Rouge: 6The barman started with cold glass, then rinsed it with Noilly Prat (at room temperature) and poured in South Gin (also at room temperature). A pleasant citrusy aroma, and a passable oily texture with hints of botanical flavours, were let down by a crude raw alcohol finish. Three olives on clear plastic stick with a blue knob & Absolut branding, which seemed a little tacky. Worse, the olives tasted rancid. At least
no-one will have to suffer poor cocktails or service here again.
Seam: 7South Gin & Noilly Prat. The bartender seemed far from confident, and this showed in the result. It was almost cold, but with fragments of ice floating on the top, and two loose olives. Too bland, and with a short pour that looked a bit mean in a large glass.

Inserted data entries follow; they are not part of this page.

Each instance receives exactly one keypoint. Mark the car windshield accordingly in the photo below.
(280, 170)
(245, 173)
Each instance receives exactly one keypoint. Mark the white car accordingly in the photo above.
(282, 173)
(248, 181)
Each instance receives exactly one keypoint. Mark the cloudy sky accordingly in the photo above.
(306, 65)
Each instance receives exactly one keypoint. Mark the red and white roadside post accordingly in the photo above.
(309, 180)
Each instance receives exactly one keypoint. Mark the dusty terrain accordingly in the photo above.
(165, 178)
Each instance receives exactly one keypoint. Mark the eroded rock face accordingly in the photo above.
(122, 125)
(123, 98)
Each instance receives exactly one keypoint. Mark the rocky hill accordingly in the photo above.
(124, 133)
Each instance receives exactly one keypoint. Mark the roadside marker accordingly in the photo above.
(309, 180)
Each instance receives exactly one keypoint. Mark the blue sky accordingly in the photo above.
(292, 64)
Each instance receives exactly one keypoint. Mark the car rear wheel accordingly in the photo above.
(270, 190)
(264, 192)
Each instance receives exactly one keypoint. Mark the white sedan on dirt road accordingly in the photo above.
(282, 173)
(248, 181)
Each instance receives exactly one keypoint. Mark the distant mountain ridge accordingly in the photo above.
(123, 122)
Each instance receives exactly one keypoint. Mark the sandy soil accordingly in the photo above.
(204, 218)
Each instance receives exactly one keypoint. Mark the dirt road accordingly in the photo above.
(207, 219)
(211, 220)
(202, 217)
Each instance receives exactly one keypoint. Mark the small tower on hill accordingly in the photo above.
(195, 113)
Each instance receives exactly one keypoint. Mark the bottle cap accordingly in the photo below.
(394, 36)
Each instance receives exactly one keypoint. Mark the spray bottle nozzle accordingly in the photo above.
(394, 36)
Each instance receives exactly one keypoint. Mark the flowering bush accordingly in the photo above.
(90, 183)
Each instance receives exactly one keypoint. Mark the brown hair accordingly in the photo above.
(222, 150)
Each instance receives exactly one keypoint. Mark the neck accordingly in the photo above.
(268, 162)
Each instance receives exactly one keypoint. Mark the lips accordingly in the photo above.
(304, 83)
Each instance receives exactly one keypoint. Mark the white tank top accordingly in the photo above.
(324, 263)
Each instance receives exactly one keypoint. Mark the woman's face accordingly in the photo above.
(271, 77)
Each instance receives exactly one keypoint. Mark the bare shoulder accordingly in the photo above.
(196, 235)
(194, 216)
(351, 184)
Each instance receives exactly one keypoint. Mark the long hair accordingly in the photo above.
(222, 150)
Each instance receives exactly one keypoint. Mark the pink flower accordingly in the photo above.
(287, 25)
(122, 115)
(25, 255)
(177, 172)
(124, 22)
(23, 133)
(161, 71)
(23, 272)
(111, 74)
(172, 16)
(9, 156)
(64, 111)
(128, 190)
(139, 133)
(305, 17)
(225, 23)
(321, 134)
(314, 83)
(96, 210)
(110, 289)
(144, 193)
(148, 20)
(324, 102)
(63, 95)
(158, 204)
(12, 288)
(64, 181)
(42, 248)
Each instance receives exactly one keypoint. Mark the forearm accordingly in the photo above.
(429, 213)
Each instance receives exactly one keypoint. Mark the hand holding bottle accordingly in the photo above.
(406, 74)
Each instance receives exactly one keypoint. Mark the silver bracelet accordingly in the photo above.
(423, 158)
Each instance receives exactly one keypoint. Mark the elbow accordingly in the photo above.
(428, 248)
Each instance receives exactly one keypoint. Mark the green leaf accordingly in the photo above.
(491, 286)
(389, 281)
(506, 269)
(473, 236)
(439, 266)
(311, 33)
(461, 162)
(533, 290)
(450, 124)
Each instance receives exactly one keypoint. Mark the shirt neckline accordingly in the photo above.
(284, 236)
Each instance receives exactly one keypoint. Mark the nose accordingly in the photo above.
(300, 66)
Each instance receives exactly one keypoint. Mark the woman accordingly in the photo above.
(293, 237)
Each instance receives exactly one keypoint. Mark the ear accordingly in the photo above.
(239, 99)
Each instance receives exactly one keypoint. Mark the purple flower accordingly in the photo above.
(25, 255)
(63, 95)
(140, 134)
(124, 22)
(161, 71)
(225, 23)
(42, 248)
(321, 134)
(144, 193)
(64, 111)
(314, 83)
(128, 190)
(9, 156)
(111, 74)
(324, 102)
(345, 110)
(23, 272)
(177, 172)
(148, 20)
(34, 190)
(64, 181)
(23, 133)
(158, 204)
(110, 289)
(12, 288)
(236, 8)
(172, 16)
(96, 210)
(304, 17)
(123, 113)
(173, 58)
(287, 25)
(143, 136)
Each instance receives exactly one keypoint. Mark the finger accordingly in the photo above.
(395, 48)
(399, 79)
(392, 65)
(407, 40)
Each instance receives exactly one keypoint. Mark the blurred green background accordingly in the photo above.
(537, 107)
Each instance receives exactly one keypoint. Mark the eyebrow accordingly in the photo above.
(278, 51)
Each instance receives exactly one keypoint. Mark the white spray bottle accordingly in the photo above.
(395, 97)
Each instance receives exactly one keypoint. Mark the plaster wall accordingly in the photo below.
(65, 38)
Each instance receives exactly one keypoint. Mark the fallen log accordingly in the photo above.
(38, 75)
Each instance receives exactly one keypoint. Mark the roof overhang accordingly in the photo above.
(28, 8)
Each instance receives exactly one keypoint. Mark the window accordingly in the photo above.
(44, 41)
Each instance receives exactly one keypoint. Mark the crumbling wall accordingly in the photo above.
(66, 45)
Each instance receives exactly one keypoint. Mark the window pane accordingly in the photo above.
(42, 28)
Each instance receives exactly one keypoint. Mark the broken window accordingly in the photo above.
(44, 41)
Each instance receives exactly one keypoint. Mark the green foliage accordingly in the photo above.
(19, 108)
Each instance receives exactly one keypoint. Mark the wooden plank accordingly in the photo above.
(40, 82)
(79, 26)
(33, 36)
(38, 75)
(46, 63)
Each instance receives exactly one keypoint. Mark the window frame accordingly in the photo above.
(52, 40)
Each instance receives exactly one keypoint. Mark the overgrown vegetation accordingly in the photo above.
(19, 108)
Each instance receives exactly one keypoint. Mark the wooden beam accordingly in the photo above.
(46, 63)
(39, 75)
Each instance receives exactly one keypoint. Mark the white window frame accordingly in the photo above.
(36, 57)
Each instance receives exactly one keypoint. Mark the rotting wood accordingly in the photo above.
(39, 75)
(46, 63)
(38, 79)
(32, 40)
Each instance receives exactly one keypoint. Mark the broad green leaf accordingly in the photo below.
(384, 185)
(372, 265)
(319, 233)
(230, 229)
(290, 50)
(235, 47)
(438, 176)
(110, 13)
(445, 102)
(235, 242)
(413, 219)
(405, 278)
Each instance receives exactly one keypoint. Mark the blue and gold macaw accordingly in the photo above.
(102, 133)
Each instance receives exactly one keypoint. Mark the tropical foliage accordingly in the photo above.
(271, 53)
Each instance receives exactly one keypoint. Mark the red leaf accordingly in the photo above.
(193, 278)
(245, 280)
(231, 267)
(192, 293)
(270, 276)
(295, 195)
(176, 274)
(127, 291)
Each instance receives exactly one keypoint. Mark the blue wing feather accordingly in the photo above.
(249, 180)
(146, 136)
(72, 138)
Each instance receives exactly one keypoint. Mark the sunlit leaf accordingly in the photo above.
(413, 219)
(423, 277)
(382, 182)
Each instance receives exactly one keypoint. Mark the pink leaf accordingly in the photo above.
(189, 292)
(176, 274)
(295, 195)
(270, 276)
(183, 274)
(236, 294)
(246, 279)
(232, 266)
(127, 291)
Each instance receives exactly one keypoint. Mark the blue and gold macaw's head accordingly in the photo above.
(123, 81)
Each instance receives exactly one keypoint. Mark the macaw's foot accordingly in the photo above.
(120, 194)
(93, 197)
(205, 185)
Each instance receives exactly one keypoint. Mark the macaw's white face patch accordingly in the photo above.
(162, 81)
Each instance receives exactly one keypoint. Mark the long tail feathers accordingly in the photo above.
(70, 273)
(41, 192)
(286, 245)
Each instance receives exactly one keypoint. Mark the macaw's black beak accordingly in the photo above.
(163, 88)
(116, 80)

Hope Bros: 7Pleasantly cold, with a smooth mouthfeel, and the flavours were nicely balanced to start with. However, they'd chosen a giant garlic-stuffed olive instead of the usual pimento, and the garlic flavour left a bitter taste at the end.
Tupelo: 8Smooth, well balanced and reasonably cold: quaffable but far from transcendent,
to coin a phrase. One of the three olives had escaped from the stick. It may sound picky to criticise this, but in a drink that is all about attention to detail, a small flaw like this detracts from the aura of perfection.